Since its a finance site, it should weigh the stock symbol over any description. Given that there is already a stock "MCX:SELL" that is also displayed at the autocomplete, the redirect should have gone there instead.
I would like to give Google the benefit of doubt but since AAPL doesn't even show up at the auto-complete, it clearly looks like a prank by an employee.
How many people are searching for MCX:SELL, and how many are searching for Apple? AAPL's trading volume is like four orders of magnitude higher than MCX:SELL's.

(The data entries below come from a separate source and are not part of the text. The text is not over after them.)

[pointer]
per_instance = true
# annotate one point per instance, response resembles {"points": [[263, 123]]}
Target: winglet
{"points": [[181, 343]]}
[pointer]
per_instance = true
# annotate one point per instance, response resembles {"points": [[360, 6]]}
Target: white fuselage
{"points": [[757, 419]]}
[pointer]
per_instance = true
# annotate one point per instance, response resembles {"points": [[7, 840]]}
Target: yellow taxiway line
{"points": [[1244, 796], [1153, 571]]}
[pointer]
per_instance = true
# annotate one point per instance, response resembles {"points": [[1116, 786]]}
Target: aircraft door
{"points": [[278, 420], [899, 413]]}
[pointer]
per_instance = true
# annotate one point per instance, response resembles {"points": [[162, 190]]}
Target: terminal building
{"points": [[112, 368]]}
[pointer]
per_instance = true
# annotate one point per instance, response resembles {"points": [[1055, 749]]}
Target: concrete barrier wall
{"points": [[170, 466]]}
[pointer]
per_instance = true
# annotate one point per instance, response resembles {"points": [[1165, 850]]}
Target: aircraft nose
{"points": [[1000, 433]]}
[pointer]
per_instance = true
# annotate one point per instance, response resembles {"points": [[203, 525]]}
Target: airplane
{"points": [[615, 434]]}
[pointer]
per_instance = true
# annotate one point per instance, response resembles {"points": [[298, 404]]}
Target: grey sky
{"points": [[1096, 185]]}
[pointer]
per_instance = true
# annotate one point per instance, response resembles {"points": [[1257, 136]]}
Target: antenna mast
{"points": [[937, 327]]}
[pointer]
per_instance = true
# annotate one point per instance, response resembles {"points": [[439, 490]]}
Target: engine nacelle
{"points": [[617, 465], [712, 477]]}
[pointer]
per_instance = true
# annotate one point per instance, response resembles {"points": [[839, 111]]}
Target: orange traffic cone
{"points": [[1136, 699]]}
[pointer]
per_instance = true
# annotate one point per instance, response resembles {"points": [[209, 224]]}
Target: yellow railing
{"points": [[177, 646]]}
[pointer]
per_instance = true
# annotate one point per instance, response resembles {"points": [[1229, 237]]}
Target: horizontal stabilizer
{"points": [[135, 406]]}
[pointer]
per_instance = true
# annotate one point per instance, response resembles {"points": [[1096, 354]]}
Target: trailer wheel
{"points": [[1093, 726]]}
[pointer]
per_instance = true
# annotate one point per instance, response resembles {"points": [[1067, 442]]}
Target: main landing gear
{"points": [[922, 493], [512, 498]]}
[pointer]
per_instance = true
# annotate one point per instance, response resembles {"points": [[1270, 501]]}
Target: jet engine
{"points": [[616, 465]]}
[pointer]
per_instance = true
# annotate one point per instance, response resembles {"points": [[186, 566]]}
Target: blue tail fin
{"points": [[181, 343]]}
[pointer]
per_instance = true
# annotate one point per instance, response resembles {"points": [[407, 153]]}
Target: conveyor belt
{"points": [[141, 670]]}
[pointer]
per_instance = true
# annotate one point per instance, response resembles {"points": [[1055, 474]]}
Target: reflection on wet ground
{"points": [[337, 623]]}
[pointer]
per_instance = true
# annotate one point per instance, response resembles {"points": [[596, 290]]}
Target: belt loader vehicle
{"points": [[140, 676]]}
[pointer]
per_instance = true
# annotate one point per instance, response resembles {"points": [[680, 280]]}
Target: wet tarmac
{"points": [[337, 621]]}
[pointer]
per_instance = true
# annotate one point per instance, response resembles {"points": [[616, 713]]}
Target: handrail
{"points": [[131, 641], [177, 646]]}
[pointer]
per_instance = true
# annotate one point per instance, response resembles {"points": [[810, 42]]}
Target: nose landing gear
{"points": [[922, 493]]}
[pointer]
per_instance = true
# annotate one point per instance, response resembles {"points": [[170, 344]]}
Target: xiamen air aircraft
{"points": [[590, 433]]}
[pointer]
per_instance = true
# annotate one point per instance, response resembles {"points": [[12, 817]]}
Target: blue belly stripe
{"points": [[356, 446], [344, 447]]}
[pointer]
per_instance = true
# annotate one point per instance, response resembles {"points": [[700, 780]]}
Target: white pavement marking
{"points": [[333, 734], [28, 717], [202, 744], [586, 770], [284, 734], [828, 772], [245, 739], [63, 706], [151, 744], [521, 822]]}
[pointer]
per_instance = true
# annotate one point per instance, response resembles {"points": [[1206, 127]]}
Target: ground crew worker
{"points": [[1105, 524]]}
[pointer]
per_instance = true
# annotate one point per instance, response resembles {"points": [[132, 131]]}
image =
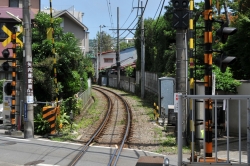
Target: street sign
{"points": [[9, 33], [18, 41], [176, 102]]}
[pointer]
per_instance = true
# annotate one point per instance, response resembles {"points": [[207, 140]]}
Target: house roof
{"points": [[68, 14], [127, 57], [15, 11]]}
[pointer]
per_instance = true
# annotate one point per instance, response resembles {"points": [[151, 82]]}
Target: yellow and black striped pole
{"points": [[208, 75], [13, 83], [191, 66], [49, 114]]}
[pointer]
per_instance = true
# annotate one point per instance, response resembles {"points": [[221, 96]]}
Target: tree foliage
{"points": [[160, 46], [70, 63]]}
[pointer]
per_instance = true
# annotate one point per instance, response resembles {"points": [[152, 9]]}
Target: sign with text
{"points": [[176, 102]]}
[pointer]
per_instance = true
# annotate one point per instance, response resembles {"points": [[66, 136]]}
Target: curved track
{"points": [[114, 129]]}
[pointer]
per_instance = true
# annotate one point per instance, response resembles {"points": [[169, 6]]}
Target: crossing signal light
{"points": [[180, 4], [180, 14], [8, 89], [224, 32], [223, 61], [5, 66], [6, 53]]}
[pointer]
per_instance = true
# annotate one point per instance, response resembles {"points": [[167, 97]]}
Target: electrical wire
{"points": [[128, 17], [134, 21]]}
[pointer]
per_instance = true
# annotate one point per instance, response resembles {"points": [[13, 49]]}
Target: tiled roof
{"points": [[16, 11]]}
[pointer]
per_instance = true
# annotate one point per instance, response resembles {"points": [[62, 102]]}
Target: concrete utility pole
{"points": [[208, 60], [180, 23], [142, 54], [181, 48], [99, 65], [97, 62], [118, 64], [28, 80]]}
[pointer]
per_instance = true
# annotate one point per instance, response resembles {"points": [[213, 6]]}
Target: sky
{"points": [[104, 12]]}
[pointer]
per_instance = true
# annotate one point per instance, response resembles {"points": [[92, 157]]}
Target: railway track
{"points": [[113, 130]]}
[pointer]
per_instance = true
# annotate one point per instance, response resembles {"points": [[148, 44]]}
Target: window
{"points": [[14, 3], [108, 60], [3, 35]]}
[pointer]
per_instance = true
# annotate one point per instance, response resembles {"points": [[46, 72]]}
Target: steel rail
{"points": [[85, 147]]}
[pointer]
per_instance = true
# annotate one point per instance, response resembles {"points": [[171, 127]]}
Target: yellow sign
{"points": [[8, 32], [18, 41]]}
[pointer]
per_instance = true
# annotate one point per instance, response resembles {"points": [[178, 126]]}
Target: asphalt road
{"points": [[17, 151]]}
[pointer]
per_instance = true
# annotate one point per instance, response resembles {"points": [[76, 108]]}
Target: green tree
{"points": [[71, 65], [105, 41]]}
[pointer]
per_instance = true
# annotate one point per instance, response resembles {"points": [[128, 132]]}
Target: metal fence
{"points": [[234, 103]]}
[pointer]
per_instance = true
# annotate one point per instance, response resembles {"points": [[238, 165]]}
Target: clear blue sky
{"points": [[104, 12]]}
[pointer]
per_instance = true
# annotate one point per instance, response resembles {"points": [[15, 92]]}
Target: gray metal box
{"points": [[166, 92]]}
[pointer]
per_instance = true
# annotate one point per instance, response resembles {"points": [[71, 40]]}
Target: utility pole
{"points": [[97, 73], [142, 54], [180, 23], [28, 80], [208, 54], [118, 53], [101, 26], [118, 64]]}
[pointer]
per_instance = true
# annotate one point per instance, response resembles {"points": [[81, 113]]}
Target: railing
{"points": [[233, 104]]}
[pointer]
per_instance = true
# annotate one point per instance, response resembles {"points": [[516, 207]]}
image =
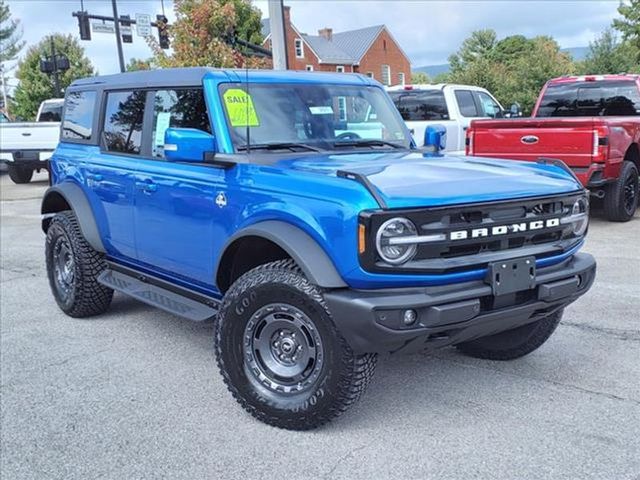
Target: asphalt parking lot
{"points": [[135, 393]]}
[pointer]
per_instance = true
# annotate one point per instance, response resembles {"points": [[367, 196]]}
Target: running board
{"points": [[157, 296]]}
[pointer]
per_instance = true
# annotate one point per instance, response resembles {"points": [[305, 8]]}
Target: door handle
{"points": [[147, 187]]}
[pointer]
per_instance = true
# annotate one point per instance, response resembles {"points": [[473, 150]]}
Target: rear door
{"points": [[177, 220], [421, 108]]}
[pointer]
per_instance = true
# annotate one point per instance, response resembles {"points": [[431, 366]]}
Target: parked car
{"points": [[243, 197], [590, 122], [453, 106], [26, 147]]}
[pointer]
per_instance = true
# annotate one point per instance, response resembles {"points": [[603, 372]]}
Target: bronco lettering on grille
{"points": [[504, 229]]}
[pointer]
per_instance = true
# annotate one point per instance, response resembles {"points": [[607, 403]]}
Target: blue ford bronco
{"points": [[295, 211]]}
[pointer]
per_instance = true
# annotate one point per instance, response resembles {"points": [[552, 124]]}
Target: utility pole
{"points": [[54, 59], [5, 103], [278, 35], [116, 22]]}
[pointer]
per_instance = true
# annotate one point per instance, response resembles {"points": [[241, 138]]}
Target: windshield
{"points": [[589, 99], [313, 115], [51, 112]]}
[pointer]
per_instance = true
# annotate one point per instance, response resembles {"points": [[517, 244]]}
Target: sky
{"points": [[427, 30]]}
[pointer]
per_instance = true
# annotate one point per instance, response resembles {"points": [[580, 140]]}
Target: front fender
{"points": [[304, 250], [68, 195]]}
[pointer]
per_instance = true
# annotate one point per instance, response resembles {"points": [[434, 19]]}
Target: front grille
{"points": [[478, 223]]}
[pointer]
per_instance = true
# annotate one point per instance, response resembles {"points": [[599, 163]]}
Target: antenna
{"points": [[246, 79]]}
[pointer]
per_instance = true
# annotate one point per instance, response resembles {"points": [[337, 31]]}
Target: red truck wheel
{"points": [[621, 199]]}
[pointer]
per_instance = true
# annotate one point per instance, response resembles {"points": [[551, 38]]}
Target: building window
{"points": [[299, 48], [342, 109], [386, 75]]}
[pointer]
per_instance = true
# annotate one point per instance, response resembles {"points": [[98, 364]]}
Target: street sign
{"points": [[143, 24], [101, 27]]}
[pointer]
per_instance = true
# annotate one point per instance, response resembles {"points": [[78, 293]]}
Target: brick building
{"points": [[371, 51]]}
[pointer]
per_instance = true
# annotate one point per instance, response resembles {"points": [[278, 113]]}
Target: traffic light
{"points": [[163, 31], [84, 26], [125, 29]]}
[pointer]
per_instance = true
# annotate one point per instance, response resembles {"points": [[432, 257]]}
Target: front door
{"points": [[178, 227]]}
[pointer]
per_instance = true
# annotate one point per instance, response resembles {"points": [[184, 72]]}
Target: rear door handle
{"points": [[147, 186]]}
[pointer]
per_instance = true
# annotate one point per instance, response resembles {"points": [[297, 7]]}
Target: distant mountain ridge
{"points": [[578, 53]]}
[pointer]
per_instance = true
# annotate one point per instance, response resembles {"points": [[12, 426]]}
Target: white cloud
{"points": [[429, 31]]}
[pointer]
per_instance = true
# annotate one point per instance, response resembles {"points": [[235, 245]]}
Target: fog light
{"points": [[409, 317]]}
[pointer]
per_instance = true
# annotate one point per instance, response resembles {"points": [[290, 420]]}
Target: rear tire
{"points": [[73, 267], [514, 343], [621, 199], [19, 174], [268, 313]]}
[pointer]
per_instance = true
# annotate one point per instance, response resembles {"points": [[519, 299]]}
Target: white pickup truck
{"points": [[450, 105], [26, 146]]}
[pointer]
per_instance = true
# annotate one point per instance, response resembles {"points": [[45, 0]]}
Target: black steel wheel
{"points": [[280, 353], [621, 198], [283, 349], [20, 174], [73, 267]]}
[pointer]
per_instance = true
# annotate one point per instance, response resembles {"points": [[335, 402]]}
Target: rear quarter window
{"points": [[79, 108], [602, 98]]}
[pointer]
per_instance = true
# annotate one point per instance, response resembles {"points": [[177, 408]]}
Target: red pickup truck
{"points": [[592, 123]]}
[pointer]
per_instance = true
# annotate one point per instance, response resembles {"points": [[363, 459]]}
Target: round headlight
{"points": [[580, 214], [389, 240]]}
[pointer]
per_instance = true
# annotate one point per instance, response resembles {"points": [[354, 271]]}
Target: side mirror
{"points": [[435, 139], [187, 144]]}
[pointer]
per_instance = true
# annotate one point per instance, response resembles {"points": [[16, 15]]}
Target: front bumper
{"points": [[371, 320]]}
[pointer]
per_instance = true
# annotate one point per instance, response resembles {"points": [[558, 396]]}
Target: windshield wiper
{"points": [[279, 146], [366, 143]]}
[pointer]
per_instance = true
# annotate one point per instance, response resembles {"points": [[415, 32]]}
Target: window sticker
{"points": [[240, 108], [162, 123], [321, 110]]}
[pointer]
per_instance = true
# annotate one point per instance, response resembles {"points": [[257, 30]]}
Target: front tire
{"points": [[73, 267], [280, 353], [19, 174], [514, 343], [621, 199]]}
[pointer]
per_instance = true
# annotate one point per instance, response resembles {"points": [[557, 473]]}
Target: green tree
{"points": [[418, 78], [136, 64], [629, 24], [203, 30], [514, 69], [35, 86], [10, 35], [608, 55]]}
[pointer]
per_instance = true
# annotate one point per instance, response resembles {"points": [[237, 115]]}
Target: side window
{"points": [[490, 107], [467, 104], [184, 108], [416, 105], [78, 115], [123, 121]]}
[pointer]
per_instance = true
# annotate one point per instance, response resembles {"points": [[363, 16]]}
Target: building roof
{"points": [[265, 27], [344, 47], [326, 51], [357, 42]]}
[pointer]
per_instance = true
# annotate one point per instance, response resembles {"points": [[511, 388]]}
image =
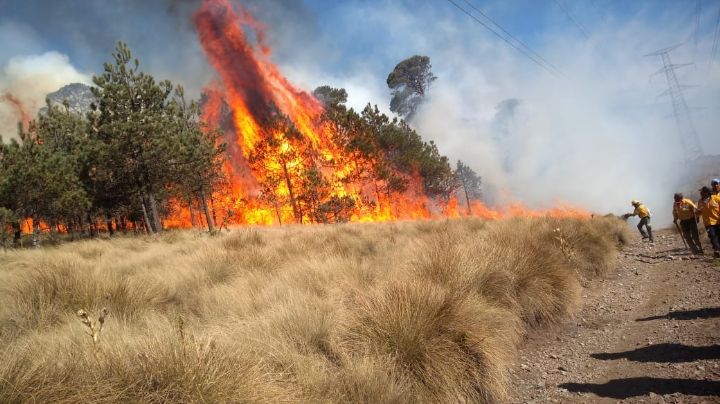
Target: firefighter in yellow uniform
{"points": [[684, 210], [709, 209], [643, 213]]}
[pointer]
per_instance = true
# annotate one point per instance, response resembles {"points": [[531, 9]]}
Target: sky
{"points": [[597, 134]]}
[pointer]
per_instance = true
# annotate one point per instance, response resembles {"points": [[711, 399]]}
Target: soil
{"points": [[649, 333]]}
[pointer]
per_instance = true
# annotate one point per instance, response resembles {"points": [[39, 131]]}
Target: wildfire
{"points": [[18, 106], [283, 164]]}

I'm not going to say this proves it, but I'm convinced it's shenanigans. I can't figure out whether or not I have a problem with it. There are some good arguments why it's bad, but not good enough that I actually care. I just don't see the issue, unless I was Selestra, the company that should be popping up. Actually, if I was Selestra, I'd be pretty upset.
But then if they're using a keyword density based algorithm, and that's how the algorithm chooses to display information, then making an acception for Selestra would be 'tampering' - no?
Does this really make you worry that they would tamper with information that mattered? Seems a bit far-fetched to me, doing that would be massively scandalous, and probably illegal.
If they are then they are tampering with information that mattters, SELL is a valid stock descriptor (SELL.ME, selestra corp: http://finance.yahoo.com/q?s=SELL.ME).
Financial data sites are not a good place to be pranking your users.
That alone makes me seriously doubt that this is an easter egg, if it is google will have easter egg all over its oos.
I would like to give Google the benefit of doubt but since AAPL doesn't even show up at the auto-complete, it clearly looks like a prank by an employee.